If you have heard of GitHub, you probably are wondering “what is it for?” and “how do I use it?”. Those are complicated questions, because there isn’t just one use for GitHub and there are many ways to interact with it. In this lesson, we’ll talk about several ways that people use GitHub without delving into any of the gory details.
To clarify some terminology, Git is a version control system (often executed using command line instructions) and GitHub is a web service that allows users to store files remotely using Git. You can interact with GitHub using command line Git, through a graphical interface called the GitHub desktop client, or through a web browser using the GitHub website.
The following diagram shows the most important pieces of the GitHub universe. There are many more details that we’ll examine later, but these are the main components.
The bottom half of the diagram shows parts of the universe that live on your local computer (laptop or desktop). The top half of the diagram represents the GitHub web service.
The parts on the bottom half aren’t really different physical things since they all live on your hard drive. Rather, they are conceptual parts of the system. It’s possible to use only this bottom half of the diagram (on your local computer) and never interact with the top, remote half (GitHub). There are people who use command line Git solely to manage versions of documents on their local computer and never actually move files to or from GitHub.

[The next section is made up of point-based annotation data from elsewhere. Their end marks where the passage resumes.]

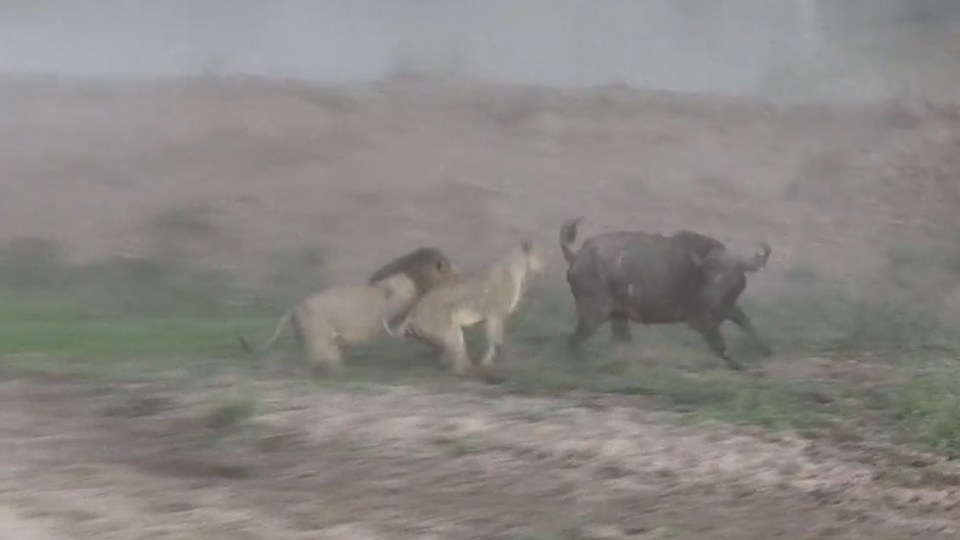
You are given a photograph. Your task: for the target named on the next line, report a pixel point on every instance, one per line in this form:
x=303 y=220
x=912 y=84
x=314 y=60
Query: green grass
x=830 y=375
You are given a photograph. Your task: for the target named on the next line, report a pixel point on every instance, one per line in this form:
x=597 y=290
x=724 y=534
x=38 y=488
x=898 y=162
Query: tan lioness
x=343 y=316
x=489 y=295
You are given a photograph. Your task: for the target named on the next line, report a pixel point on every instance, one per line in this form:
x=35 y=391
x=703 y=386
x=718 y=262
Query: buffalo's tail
x=568 y=235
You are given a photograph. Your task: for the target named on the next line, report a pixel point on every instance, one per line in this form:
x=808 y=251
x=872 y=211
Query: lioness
x=490 y=295
x=339 y=316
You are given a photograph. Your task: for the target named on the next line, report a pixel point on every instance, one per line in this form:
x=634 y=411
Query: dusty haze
x=347 y=127
x=281 y=146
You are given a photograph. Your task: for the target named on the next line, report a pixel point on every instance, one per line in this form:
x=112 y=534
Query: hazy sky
x=689 y=45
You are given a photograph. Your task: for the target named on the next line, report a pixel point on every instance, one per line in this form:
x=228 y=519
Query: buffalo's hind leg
x=589 y=319
x=739 y=317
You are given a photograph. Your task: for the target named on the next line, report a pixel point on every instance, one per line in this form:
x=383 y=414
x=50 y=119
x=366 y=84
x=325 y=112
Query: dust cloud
x=851 y=50
x=293 y=126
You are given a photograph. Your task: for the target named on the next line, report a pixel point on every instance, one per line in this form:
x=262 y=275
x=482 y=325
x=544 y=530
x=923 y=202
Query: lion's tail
x=394 y=327
x=267 y=344
x=568 y=235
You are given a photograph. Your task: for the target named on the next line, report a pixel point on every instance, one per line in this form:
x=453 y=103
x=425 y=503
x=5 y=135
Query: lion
x=490 y=295
x=344 y=316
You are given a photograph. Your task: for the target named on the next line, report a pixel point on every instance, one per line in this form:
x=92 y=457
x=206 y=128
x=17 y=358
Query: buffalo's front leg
x=739 y=317
x=620 y=330
x=711 y=334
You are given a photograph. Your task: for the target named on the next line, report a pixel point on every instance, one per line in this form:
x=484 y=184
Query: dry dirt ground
x=82 y=461
x=362 y=174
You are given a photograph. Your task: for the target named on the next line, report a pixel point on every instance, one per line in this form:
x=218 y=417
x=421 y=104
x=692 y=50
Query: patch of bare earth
x=84 y=462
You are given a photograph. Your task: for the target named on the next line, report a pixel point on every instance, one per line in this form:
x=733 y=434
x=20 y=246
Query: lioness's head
x=426 y=267
x=536 y=263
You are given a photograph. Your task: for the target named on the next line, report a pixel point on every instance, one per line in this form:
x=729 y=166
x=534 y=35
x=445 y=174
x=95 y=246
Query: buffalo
x=649 y=278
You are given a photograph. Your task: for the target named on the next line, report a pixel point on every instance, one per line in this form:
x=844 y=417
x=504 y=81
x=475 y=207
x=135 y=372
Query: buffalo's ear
x=697 y=259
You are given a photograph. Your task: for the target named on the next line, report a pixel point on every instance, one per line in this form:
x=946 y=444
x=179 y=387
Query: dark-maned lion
x=489 y=295
x=343 y=316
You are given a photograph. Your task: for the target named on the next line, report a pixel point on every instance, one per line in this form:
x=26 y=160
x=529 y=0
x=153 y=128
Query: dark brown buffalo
x=655 y=279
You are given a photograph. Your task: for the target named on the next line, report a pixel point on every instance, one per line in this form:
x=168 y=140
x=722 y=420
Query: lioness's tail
x=396 y=327
x=568 y=235
x=267 y=344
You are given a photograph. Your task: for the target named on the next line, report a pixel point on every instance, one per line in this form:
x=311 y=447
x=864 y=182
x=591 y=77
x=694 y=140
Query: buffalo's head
x=723 y=273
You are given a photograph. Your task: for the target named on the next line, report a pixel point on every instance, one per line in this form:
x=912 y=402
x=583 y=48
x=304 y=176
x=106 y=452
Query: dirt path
x=84 y=462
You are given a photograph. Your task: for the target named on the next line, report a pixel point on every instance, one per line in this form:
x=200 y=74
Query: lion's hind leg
x=320 y=349
x=449 y=339
x=494 y=331
x=455 y=350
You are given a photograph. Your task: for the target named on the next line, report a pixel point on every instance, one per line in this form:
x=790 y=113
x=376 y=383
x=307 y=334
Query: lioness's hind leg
x=494 y=327
x=455 y=350
x=323 y=353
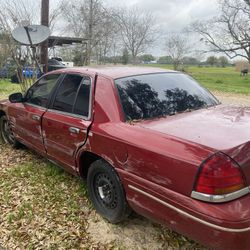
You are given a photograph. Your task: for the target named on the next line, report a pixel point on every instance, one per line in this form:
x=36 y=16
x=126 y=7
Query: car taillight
x=219 y=175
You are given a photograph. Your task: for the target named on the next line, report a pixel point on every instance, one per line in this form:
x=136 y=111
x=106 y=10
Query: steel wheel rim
x=105 y=191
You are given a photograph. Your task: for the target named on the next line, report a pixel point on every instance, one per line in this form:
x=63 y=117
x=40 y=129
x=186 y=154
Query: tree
x=12 y=14
x=137 y=29
x=147 y=58
x=91 y=20
x=230 y=32
x=223 y=61
x=165 y=60
x=212 y=60
x=125 y=56
x=177 y=48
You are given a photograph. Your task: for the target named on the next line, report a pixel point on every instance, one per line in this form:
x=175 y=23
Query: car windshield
x=157 y=95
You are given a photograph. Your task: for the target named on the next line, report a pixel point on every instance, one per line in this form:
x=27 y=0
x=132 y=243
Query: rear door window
x=73 y=95
x=41 y=91
x=66 y=94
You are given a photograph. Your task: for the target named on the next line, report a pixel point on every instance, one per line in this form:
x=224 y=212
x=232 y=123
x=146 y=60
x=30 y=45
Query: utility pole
x=44 y=45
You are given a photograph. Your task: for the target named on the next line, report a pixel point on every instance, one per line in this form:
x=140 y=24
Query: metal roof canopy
x=60 y=41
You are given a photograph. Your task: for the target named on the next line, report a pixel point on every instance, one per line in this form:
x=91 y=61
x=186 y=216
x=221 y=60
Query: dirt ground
x=233 y=99
x=136 y=232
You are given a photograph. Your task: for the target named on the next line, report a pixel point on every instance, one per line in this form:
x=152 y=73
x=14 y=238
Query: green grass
x=6 y=88
x=217 y=79
x=42 y=206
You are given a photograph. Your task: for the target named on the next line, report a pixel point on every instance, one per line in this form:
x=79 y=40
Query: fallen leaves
x=43 y=207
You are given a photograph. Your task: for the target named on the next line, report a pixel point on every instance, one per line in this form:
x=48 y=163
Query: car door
x=66 y=123
x=27 y=116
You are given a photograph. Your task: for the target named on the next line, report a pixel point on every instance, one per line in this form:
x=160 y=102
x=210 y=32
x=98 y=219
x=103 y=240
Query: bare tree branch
x=230 y=32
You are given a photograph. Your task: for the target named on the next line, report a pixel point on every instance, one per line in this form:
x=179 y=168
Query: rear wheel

Here’s how you can think about the pieces on the lower half. The local drive repository is a place where files have been put for permanent storage under version control. That means that every historical version of a file is tracked and it’s possible to look at or recover any older version back to the creation of the repository. The drive folder is just a regular directory in your file system. Files can live there, but Git will not necessarily be paying attention to what’s going on with them. The staging area is a place where Git is paying attention to files it contains, but those files have not yet been committed to the version control system.
The repository on GitHub and the local repository are copies of each other. In that sense, they are like Dropbox, Box, OneDrive, or other cloud storage services. However, the transfer of files to and from GitHub from the local repository is not automatic. Rather, individual files move from the local repo (slang for “repository”) to GitHub when they are pushed, and files move from GitHub to the local repo when they are pulled.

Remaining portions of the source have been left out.